1. Field of the Invention
The present invention relates to a semiconductor light emitting device including semiconductor light emitting elements mounted on a flat substrate, and a method of manufacturing the same.
2. Description of the Related Art
LED lamps employing light emitting diodes can be realized with different light emission colors by a combination of light emitting diodes as an excitation light source and phosphors. Among methods of achieving a light emitting device that emits white color light, which is referred to as a white LED, there have been known a method of combining a light emitting diode that mainly emits blue color light and a yellow phosphor and a method of combining a light emitting diode that emits a near-ultraviolet ray, a blue phosphor, a green phosphor and a red phosphor.

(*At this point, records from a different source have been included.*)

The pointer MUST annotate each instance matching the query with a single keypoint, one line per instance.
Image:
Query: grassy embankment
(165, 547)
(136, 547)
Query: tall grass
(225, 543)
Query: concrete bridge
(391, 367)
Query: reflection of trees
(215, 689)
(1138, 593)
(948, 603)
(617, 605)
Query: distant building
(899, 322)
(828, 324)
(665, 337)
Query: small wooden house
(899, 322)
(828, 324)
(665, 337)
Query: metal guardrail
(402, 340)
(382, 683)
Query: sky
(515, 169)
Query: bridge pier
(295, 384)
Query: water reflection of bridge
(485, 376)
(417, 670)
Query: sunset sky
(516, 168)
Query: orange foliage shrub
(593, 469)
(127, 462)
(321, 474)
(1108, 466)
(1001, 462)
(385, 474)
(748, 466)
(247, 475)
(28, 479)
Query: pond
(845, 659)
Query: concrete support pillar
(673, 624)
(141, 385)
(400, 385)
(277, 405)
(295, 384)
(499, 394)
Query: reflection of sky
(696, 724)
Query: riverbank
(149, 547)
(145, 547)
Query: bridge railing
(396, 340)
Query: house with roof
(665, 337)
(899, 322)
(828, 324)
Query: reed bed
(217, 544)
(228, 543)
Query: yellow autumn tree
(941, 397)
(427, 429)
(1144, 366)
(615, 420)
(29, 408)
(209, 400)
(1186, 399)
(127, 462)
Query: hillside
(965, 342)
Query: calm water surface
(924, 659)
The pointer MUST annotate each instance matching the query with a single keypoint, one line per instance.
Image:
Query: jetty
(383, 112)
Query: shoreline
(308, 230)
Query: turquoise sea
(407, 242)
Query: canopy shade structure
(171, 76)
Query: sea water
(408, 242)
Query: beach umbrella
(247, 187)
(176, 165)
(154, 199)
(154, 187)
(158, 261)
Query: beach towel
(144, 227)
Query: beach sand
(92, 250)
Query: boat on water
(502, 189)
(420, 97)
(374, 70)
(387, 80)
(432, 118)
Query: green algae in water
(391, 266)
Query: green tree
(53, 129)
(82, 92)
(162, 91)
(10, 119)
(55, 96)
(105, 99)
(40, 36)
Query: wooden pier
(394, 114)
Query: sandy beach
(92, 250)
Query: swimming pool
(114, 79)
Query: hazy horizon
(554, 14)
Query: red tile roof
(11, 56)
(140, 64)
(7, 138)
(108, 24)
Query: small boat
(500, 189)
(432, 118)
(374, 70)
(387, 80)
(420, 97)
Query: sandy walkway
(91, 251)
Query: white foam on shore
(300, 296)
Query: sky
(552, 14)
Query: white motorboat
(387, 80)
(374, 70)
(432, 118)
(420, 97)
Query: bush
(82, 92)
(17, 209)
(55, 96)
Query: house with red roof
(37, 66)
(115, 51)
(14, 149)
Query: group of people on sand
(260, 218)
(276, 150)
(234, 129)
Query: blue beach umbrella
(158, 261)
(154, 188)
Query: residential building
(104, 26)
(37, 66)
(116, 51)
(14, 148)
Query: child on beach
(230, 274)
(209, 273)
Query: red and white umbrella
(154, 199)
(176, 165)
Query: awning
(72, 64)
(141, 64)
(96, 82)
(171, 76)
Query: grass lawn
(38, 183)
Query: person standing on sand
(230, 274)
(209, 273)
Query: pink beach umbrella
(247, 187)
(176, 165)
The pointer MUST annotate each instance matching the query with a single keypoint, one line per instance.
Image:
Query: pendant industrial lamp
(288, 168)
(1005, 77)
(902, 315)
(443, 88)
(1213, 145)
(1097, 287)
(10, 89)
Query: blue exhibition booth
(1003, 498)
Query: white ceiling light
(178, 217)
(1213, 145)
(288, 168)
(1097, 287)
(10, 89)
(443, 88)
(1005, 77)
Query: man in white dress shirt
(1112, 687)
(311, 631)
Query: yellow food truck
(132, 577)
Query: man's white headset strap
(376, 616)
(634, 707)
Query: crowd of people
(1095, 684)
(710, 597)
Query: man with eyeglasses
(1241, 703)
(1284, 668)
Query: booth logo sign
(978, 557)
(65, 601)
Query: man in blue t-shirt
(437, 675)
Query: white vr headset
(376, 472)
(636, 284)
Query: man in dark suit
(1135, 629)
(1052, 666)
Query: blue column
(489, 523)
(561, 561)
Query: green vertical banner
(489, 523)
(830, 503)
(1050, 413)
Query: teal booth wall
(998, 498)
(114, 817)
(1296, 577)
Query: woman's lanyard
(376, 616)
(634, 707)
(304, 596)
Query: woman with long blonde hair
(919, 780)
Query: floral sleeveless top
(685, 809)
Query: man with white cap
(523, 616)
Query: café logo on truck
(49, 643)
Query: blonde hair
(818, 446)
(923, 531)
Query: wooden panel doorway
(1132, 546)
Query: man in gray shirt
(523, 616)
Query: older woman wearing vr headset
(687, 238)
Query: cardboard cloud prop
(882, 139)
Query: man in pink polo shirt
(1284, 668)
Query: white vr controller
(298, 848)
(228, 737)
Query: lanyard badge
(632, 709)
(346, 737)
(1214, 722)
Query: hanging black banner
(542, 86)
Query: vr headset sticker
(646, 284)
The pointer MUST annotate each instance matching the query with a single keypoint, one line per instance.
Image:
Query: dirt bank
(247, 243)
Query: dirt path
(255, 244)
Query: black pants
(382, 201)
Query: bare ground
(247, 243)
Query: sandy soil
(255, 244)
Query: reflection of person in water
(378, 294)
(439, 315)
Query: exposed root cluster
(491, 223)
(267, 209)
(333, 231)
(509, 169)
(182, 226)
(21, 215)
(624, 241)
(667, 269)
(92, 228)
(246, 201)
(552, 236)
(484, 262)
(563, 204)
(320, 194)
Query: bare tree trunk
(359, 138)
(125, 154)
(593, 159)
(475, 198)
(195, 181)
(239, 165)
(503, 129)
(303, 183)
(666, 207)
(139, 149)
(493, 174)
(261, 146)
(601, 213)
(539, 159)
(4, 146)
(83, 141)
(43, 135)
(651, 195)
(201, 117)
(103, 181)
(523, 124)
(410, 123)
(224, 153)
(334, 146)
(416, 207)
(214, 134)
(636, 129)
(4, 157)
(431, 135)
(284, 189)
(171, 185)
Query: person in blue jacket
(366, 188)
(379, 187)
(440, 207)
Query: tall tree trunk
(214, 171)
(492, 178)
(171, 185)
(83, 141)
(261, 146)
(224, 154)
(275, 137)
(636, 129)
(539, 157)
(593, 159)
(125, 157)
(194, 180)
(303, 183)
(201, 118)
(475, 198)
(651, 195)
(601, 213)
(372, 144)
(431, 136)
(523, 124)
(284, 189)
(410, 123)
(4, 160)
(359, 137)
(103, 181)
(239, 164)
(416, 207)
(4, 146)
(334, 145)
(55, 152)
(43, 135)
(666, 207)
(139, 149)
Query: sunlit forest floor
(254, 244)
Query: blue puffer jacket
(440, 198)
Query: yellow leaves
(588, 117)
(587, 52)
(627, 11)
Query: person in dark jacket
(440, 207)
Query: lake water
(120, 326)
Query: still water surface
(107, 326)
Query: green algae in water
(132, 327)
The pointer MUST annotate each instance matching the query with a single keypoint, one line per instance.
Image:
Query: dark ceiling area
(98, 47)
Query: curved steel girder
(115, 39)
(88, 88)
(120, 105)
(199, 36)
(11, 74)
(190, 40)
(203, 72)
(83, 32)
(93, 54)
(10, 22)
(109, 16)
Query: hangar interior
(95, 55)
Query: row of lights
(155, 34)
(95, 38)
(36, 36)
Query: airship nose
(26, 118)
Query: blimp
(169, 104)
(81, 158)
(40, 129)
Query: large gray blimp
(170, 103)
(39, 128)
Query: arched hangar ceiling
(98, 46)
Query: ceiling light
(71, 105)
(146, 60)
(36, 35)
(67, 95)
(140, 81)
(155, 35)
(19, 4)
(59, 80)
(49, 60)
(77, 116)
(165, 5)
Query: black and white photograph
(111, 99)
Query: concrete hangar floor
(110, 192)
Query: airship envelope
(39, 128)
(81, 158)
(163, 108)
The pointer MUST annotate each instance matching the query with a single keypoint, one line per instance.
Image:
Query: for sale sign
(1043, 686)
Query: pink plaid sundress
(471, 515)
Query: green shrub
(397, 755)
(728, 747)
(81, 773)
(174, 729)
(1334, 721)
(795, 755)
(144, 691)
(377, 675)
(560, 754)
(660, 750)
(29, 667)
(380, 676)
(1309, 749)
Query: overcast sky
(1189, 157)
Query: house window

In recent years, white LEDs have been employed as light sources of illumination systems, display systems and the like. However, in such employment of white LEDs, there remain issues of emission irregularity of light emitting elements themselves, emission irregularity caused by mounting such as wire bonding, etc., thus requiring improvement of characteristics of light emitting elements.
To avoid such issues, there has been known a technique of flip chip mounting without requiring wires disturbing an optical path and a technique related to a phosphor layer or a resin layer. See JP-A-2006-92983, JP-A-2005-276883, JP-A-2006-24615, JP-A-2004-80058, JP-A-2004-186488, JP-A-6-238884 and JP-A-8-99408.
Although a flip chip mounting used in a wide range has advantages of short wiring, good electrical property and a small mounting area over a wire bonding, the flip chip mounting has disadvantages of a complicated structure and high costs.
Techniques disclosed in JP-A-2006-92983 and JP-A-2005-276883 attempt to increase emission efficiency and provide uniform emission using unevenness formed in a phosphor layer. However, in the technique disclosed in JP-A-2006-92983, correction is not made based on emission irregularity of light emitting elements and also it can not be said that emission efficiency of all semiconductor light emitting devices are not necessarily increased. In addition, in the technique disclosed in JP-A-2005-276883, although thickness of a phosphor layer is changed based on emission irregularity of light emitting elements, since the phosphor is formed in combination with a second sealing resin member made in a different process, a manufacturing process is complicated.
In the technique disclosed in JP-A-2006-24615, unevenness is formed on a top surface using a print method to increase light output efficiency. However, the print method used herein is meant to be a stencil print method to require a stencil plate, so it is difficult to make correction to irregularity of individual semiconductor light emitting devices. In addition, in the technique disclosed in JP-A-2006-24615, although unevenness may be formed in a lateral side in addition to the top surface, it is difficult to maintain high precision of unevenness due to friction which may occur when semiconductor light emitting devices are peeled out of a stencil plate.
In techniques disclosed in JP-A-2004-80058 and JP-A-2004-186488, a light emission state is measured, and correction is made to irregularity of individual semiconductor light emitting devices using a liquid droplet discharging apparatus. However, a surface mounting LED package shown herein, which is a combination of a cup-shaped substrate and a resin filler, has disadvantages of requirement of substrate processing, complicated processes, and high costs. In addition, JP-A-2004-80058 and JP-A-2004-186488 disclose only an application to cup-shaped LEDs, but do not show a detailed application to a flat substrate.